Bob mencontohkan insentif yang diberikan Pemerintah Thailand untuk kendaraan hibrida. Menurut dia, pemerintah di sana memberikan insentif yang terbilang besar sehingga membuat pasar mobil hibrida terus tumbuh. Apabila, kebijakan serupa diterapkan di Indonesia, ia yakin Indonesia bisa menjadi basis produksi otomotif, baik untuk pasar domestik maupun ekspor.
Optimalkan hilirisasi nikel
Terkait ekosistem kendaraan listrik di Indonesia, Presiden Institut Otomotif Indonesia (IOI) I Made Dana Tangkat berpendapat, kendaraan hibrida sejatinya juga menggunakan baterai untuk menyimpan listrik. Namun, kapasitasnya lebih kecil ketimbang kendaraan yang sepenuhnya mengandalkan baterai listrik.
Oleh karena itu, kebutuhan akan baterai ke depan akan terus meningkat. Dengan kekayaan cadangan nikel yang dimiliki Indonesia, lanjut Made, hal ini bisa dimanfaatkan untuk menjadikan Indonesia sebagai basis produksi kendaraan elektrifikasi.
”Baterai, dinamo, dan sistem kelistrikan itu bisa mencakup 40-45 persen ongkos produksi kendaraan yang terelektrifikasi. Kalau hilirisasi nikel bisa dimanfaatkan lebih optimal, akan terjadi efisiensi produksi (kendaraan listrik). Nah, ini mesti dipikirkan bagaimana perlunya dibangun basis produksi di Indonesia,” ucapnya.

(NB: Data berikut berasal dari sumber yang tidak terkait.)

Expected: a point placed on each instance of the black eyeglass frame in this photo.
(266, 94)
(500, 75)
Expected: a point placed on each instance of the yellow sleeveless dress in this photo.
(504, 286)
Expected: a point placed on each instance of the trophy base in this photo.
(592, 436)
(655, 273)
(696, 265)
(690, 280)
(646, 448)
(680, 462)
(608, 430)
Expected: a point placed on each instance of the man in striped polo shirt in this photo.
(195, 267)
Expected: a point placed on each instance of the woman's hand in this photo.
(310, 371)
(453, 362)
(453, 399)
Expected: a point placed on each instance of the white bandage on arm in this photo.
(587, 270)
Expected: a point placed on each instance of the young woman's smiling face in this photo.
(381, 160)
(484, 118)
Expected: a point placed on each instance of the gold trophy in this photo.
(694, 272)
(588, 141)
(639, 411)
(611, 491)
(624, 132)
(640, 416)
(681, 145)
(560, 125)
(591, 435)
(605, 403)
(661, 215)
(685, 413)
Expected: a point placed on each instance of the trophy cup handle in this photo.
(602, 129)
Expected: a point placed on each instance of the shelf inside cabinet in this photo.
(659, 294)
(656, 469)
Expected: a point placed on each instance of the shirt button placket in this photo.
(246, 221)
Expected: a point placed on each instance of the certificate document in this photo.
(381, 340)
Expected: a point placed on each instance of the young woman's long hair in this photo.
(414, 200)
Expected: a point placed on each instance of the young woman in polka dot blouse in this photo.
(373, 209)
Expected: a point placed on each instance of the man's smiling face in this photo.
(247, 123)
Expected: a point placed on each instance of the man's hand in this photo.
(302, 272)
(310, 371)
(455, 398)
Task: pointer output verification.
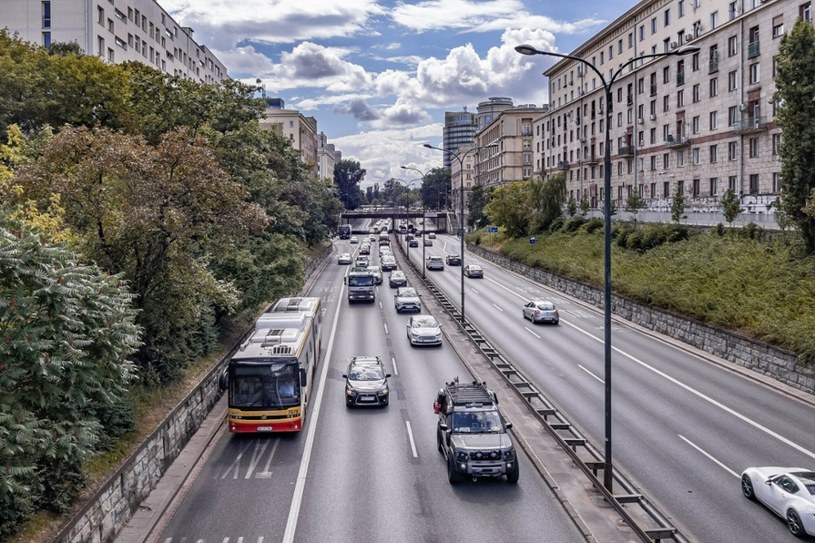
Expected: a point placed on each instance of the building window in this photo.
(754, 73)
(732, 81)
(732, 46)
(46, 18)
(753, 183)
(778, 26)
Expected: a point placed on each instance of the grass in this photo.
(762, 289)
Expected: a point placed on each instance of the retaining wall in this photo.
(106, 513)
(754, 355)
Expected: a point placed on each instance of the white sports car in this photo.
(787, 492)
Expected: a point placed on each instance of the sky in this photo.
(378, 75)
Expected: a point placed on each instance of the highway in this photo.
(360, 474)
(684, 427)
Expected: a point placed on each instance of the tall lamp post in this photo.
(529, 50)
(424, 213)
(460, 159)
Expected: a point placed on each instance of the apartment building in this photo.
(698, 124)
(299, 129)
(116, 31)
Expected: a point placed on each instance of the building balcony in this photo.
(753, 49)
(677, 141)
(750, 125)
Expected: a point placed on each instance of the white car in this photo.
(787, 492)
(407, 299)
(424, 330)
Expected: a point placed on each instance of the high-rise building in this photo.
(698, 124)
(458, 132)
(116, 31)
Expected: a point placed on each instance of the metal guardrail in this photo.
(584, 454)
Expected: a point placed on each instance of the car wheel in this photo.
(512, 475)
(452, 475)
(747, 487)
(794, 523)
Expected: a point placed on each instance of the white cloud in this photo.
(383, 152)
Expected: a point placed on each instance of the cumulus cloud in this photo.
(472, 16)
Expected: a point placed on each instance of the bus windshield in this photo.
(264, 386)
(361, 281)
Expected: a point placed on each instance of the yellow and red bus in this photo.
(269, 377)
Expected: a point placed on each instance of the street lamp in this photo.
(460, 159)
(424, 213)
(529, 50)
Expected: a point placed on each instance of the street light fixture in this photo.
(529, 50)
(424, 213)
(460, 159)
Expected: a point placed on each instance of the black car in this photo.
(366, 382)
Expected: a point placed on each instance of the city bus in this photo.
(269, 378)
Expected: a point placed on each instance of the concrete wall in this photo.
(109, 510)
(756, 356)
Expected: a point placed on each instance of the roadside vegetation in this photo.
(144, 219)
(737, 279)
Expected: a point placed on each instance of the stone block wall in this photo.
(756, 356)
(110, 509)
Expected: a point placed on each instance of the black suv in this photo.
(472, 434)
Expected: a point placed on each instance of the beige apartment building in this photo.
(116, 31)
(299, 129)
(698, 124)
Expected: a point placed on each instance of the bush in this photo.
(574, 224)
(595, 223)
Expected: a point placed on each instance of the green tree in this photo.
(548, 198)
(731, 207)
(795, 86)
(476, 205)
(677, 205)
(511, 208)
(347, 176)
(68, 329)
(436, 189)
(635, 203)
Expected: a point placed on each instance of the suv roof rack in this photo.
(473, 395)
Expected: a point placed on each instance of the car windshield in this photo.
(366, 373)
(476, 422)
(424, 322)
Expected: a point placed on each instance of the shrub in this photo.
(595, 223)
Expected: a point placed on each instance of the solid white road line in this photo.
(710, 456)
(590, 373)
(299, 488)
(410, 437)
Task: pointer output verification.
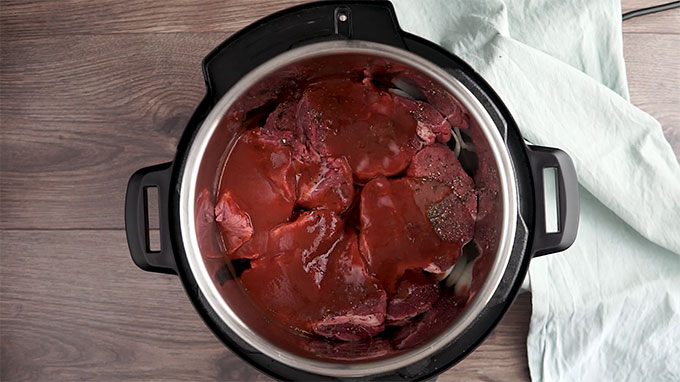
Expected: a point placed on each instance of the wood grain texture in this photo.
(73, 306)
(91, 91)
(660, 23)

Tak hanya itu, lanjut Made, hilirisasi nikel untuk kendaraan listrik harus melibatkan sumber daya dalam negeri. Ia mencontohkan produksi komponen pendukung untuk kendaraan listrik yang semestinya digarap oleh produsen lokal.
Transportasi umum
Wakil Ketua Pemberdayaan dan Pengembangan Wilayah Masyarakat Transportasi Indonesia (MTI) Djoko Setijowarno mengingatkan, insentif kendaraan terelektrifikasi semestinya diperluas tak hanya untuk pembelian kendaraan pribadi saja, tetapi juga transportasi umum.

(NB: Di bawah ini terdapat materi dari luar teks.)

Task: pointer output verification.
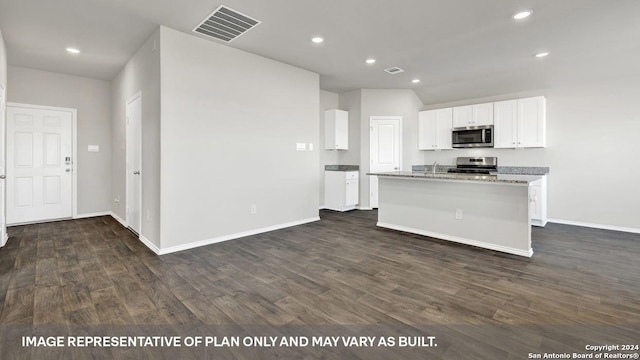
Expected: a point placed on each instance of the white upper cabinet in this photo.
(473, 115)
(434, 129)
(520, 123)
(336, 130)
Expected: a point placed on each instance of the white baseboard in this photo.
(118, 219)
(595, 226)
(480, 244)
(200, 243)
(86, 215)
(150, 245)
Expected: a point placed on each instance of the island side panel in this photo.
(494, 216)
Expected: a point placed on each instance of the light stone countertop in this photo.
(492, 178)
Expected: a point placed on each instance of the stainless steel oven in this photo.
(472, 136)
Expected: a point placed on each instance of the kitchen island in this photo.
(488, 211)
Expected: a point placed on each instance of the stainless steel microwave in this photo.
(472, 136)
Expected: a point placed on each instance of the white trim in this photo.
(118, 219)
(477, 243)
(195, 244)
(595, 226)
(87, 215)
(74, 148)
(150, 245)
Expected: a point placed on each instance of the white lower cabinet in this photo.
(538, 202)
(340, 190)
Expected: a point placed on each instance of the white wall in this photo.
(141, 73)
(230, 124)
(328, 100)
(592, 150)
(3, 62)
(91, 98)
(362, 105)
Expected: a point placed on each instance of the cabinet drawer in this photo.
(351, 175)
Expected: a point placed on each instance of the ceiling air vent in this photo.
(393, 70)
(225, 24)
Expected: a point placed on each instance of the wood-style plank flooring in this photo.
(342, 270)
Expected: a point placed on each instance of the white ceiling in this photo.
(460, 49)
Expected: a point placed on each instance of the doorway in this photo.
(134, 162)
(385, 150)
(41, 172)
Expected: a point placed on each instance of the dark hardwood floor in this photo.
(342, 270)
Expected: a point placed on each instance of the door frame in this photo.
(129, 175)
(74, 148)
(371, 120)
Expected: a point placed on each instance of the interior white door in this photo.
(134, 163)
(39, 164)
(3, 203)
(385, 151)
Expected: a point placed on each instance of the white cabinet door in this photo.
(341, 190)
(463, 116)
(444, 124)
(434, 129)
(427, 135)
(473, 115)
(351, 192)
(532, 122)
(505, 127)
(482, 114)
(336, 130)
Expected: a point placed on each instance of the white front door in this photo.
(3, 203)
(39, 164)
(134, 160)
(385, 150)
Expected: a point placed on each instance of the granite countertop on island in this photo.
(341, 168)
(492, 178)
(511, 170)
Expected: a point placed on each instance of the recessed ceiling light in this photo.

”Membeli mobil pribadi tidak dilarang, tapi jangan mobil pribadi terus yang didukung besar-besaran (lewat insentif). Tetapi, transportasi umum berbasis listrik ini juga perlu mendapat perhatian (dukungan) insentif dari pemerintah,” tutur Djoko.
Apalagi, imbuhnya, sejumlah kota di Indonesia masih menghadapi masalah terbatasnya angkutan umum. Belum begitu banyak kota yang sudah mengembangkan angkutan umumnya dengan serius.

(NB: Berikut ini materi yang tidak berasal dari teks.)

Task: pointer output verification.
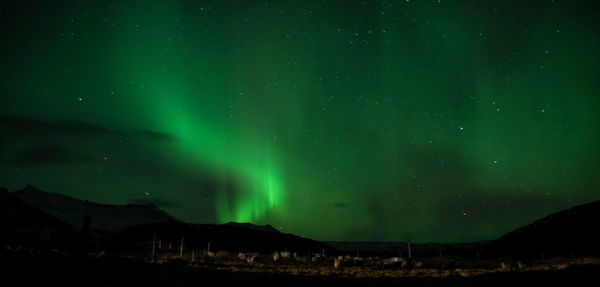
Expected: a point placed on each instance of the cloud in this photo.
(14, 126)
(43, 155)
(162, 203)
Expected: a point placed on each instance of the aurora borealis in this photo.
(336, 120)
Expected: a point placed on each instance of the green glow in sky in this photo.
(336, 120)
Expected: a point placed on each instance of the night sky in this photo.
(336, 120)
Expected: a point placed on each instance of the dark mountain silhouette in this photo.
(31, 215)
(24, 224)
(105, 217)
(131, 228)
(571, 233)
(222, 237)
(568, 233)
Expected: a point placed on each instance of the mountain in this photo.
(44, 215)
(572, 233)
(568, 233)
(266, 227)
(22, 223)
(104, 217)
(227, 237)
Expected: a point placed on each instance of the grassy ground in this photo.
(34, 268)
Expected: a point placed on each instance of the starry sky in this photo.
(412, 120)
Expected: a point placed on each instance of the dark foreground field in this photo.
(55, 269)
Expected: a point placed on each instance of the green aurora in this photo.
(336, 120)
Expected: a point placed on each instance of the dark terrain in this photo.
(43, 242)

Salah satu kendala di atas adalah fiskal pemerintah daerah yang terbatas. Oleh karena itu, pemerintah sebaiknya perlu memberikan insentif untuk pengembangan transportasi umum berbasis listrik di daerah.
Menteri Koordinator Bidang Perekonomian Airlangga Hartarto mengatakan, rencana pemberian insentif mobil hybrid saat ini masih dikaji dengan kementerian teknis lainnya. Kemungkinan besar, bentuknya akan berupa pajak pertambahan nilai ditanggung pemerintah (PPN DTP).
"Kira-kira sama dengan insentif yang diberikan ke mobil listrik. Bentuknya sama, PPN DTP. Sekarang ini, kan, di 1 persen. Nanti akan kita exercise, hitung-hitungannya sudah ada tapi masih kita rapatkan dulu," kata Airlangga di gedung Kemenko Perekonomian, Senin.